On peut noter ici que l’émission de ces décisions réglementaires administratives pouvait porterer atteinte à la sécurité juridique dans le domaine des droits des individus, le plus souvent en constate le manque de l’information des citoyens de ces décisions, et que le changement permanent de ces décisions affecte la stabilité de ces réglementations.Les partisans du droit administratif répondent que le travail de l’administration n’est pas absurde, mais qu’il est plutôt soumis au principe de légalité et, l’administration n’a pas le droit de prendre une décision à moins qu’elle ne soit compétente dans le temps et l’espace, et que sa décision est légitime, et ne contredit pas la loi, et en cas d’abus de pouvoir ou de violation de la loi, le contrôle du pouvoir judiciaire administratif rétablit la stabilité au déséquilibre survenu.Mais nous pensons que cela ne suffit pas, il faut mettre des règles juridiques qui précisent la façon dans le temps et l’espace dont l’administration peut réagir, dans le but que le citoyen ne soit pas surpris par des décisions qui peuvent affecter ses droits individuels, et il ne faut pas se contenter seulement d’afficher des copies des décisions dans les municipalités et les administrations, mais il faut que les citoyens soient informés de ces décisions.

b : Les manifestations d’insécurité juridique dans le domaine du droit pénal:

Le droit pénal est un domaine riche en matière d’insécurité juridique, le droit pénal des affaires et le droit pénal de l’environnement sont un exemple claire de l’insécurité juridique.
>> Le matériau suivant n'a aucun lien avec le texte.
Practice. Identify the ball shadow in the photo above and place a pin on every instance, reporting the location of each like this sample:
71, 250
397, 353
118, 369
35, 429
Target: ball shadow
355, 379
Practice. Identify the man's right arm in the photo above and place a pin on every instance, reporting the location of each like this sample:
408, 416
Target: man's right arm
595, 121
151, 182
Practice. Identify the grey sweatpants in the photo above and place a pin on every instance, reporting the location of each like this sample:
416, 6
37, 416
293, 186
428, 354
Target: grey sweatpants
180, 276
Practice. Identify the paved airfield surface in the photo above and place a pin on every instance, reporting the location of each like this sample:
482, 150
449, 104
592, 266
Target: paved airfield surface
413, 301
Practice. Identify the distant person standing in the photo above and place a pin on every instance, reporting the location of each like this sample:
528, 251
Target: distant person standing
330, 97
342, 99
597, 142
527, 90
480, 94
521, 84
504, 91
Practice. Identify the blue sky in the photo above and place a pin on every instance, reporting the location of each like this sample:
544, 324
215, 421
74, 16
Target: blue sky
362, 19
1- Droit pénal des affaires et l’insécurité juridique :

Le droit pénal des affaires soufre d’insécurité juridique, et cela affecte certains types des droits économiques de l’homme, car la profusion des textes pénaux et des sanctions dans ce domaine et la révocation fréquente sans que les textes soient clairs et sans connaissance préalable nous confirme cette insécurité.En ce qui concerne les règles pénales régissant les affaires, il devient clair que ce droit soufre d’une insécurité juridique pour les motifs suivants :- Il y a une tendance croissante à la criminalisation au lieu de la légalisation, contrairement avec la tendance récente dans la politique criminelle de décriminalisation en enlevant l’aspect pénal sur plusieurs activité économique, en France comme en Algérie en témoigne la présence d’une « multitude d’incriminations formelles a une influence pernicieuse sur l’opinion par les insécurités qu’elle génère ».[33]– Le climat des affaires nécessite une atmosphère de stabilité, que ce soit dans les règles juridiques ou dans le climat politique.- Le grand nombre des textes pénaux peut conduire à une double poursuite pénale du même crime par deux lois différentes, donc quelle loi le juge pénal doit suivre pour rendre son jugement ?
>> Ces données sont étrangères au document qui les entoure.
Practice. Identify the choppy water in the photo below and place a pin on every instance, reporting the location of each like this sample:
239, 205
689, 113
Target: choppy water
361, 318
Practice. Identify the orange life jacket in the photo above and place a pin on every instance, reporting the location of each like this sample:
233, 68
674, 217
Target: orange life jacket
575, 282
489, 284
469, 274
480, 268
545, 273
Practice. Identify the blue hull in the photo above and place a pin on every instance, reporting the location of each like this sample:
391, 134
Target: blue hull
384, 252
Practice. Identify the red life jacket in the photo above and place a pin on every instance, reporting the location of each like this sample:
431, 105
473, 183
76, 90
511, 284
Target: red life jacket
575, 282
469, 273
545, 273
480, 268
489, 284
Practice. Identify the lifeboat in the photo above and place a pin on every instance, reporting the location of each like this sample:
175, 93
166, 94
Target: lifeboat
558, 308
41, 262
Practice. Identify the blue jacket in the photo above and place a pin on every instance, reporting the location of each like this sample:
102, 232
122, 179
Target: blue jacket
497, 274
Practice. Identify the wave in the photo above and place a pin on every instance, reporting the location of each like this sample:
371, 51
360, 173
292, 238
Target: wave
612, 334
2- Droit pénal environnemental et l’insécurité juridique 

Un autre exemple d’insécurité juridique en matière des droits de l’homme c’est le droit de l’environnement, ce dernier n’est pas une exception, en remarque une croissance continue de la législation environnementale et avec elle le nombre des crimes environnementales a augmenté, des crimes sanctionner par plusieurs textes, les interférences entre le code de l’environnement et les infractions du Code pénal « conduisent à l’épineuse question du choix du texte applicable et à une insécurité juridique regrettable ».[34]Le législateur algérien a mis en place une loi pour la protection de l’environnement, mais en contrepartie il a publié des lois et des textes réglementaires pour organiser et protéger l’environnement, qui englobe des dizaines de textes pénaux qu’il faut les connaître.L’ignorance de ces règles pénales environnementales disperser dans plusieurs lois et qui traitent le même type de délit environnemental par les citoyens peut les laissent enfreindre la loi sans l’intention à le faire.Le réexamen du droit pénal en général et du droit pénal de l’environnement en particulier nous oblige à rechercher des alternatives à la criminalisation continue afin que la criminalisation soit un moyen de protéger uniquement les intérêts les plus importants et nécessaires.
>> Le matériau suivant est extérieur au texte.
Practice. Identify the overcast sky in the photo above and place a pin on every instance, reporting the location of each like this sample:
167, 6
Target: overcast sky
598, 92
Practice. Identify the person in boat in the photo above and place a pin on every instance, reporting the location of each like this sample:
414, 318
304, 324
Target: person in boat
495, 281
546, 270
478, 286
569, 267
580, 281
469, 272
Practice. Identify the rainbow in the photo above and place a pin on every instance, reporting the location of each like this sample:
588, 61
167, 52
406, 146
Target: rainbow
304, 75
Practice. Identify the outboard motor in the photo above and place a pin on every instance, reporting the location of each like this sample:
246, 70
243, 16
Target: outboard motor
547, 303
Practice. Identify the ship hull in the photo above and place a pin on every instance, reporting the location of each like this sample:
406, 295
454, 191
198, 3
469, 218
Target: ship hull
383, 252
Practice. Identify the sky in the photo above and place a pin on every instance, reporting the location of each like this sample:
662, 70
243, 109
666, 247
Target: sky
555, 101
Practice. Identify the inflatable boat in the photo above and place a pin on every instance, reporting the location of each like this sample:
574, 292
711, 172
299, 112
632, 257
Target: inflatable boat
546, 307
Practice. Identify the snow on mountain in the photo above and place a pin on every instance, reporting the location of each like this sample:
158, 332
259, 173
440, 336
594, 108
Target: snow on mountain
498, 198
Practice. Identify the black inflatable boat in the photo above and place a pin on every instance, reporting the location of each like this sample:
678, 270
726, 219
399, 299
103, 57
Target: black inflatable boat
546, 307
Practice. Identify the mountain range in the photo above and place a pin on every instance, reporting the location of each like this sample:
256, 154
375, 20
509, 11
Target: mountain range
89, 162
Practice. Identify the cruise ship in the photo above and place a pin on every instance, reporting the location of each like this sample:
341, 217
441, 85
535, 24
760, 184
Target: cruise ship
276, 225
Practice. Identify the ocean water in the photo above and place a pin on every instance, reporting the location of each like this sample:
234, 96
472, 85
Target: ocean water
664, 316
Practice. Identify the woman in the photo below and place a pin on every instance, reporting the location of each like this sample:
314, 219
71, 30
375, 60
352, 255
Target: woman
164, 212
B : De l’insécurité à la sécurité juridique, la nécessité de protéger les droits de l’homme

:L’abondance de textes juridiques péremptoires et leur divergence dans plusieurs textes peuvent conduire à un sentiment de manque de sécurité juridique, et selon Nicolas MOLFESSIS « le principe de sécurité juridique ne progresse en effet qu’en raison des atteintes sans cesse croissantes portées à la sécurité juridique elle-même, sous toutes ses formes, connues de longue date : inflation des lois, malfaçons législatives, multiplication des revirements de jurisprudence… sans oublier évidemment l’étouffement que provoque une information juridique pléthorique sous laquelle chacun d’entre nous se trouve chaque jour davantage enseveli »,[35]ce qui porterait atteinte à certains des droits fondamentaux garantis par la constitution, ce qui nous incite à trouver des mécanismes qui garantissent la sécurité juridique dans le domaine des droits de l’homme.Parmi ces moyens il faut abandonner la politique de criminalisation en cours et adopter d’autres options que la peine et, respecter les principes fondamentaux sur lesquels repose la sécurité juridique pour garantir la protection de ces droits fondamentaux.

a : Freiner la criminalisation en continu 

Le noble hadith du prophète Mohammed que chaque enfant se naisse sur l’instinct est confirmé dans la loi par la règle selon laquelle l’innocence est une présomption fondamentale et la condamnation c’est l’exception, la machine législative dans le domaine pénal doit être réorientée de la criminalisation en continue vers une approbation restreinte, cette dernière signifie qu’il existe de nombreux comportements qui peuvent être omis pénalement, en remplaçant des infractions pénales par des simples infractions administratives, l’emprisonnement peut être remplacer par des mesures alternatives, sur le terrain cette peine porte atteinte aux plusieurs droits de l’homme.[36]Il est également possible d’envisager des méthodes alternatives non criminelles pour faire face à certaines déviations non graves, qui peuvent être contrôlées et, ne constituent pas une menace pour l’ordre public et la société, par exemple, dans certains pays, le vagabondage et la diffamation dans le domaine médiatique est retiré de la liste des crimes, on peut suivre cet exemple pour d’autres domaines qui ne sont plus une priorité à l’heure actuelle pour le droit pénal par un dialogue et une discussion sérieuse entre différents groupes dans la société et en remplacent les sanctions pénales par des sanctions civiles ou commerciales, cela permettra d’assurer la sécurité juridique dans plusieurs domaines liés aux droits de l’homme.La décriminalisation peut-être envisager ici, c’est un ensemble des « processus par lesquels la compétence du système pénal d’appliquer sanctions comme une réaction face à certaines formes de conduite est annulée à l’égard de cette conduite spécifique ».[37]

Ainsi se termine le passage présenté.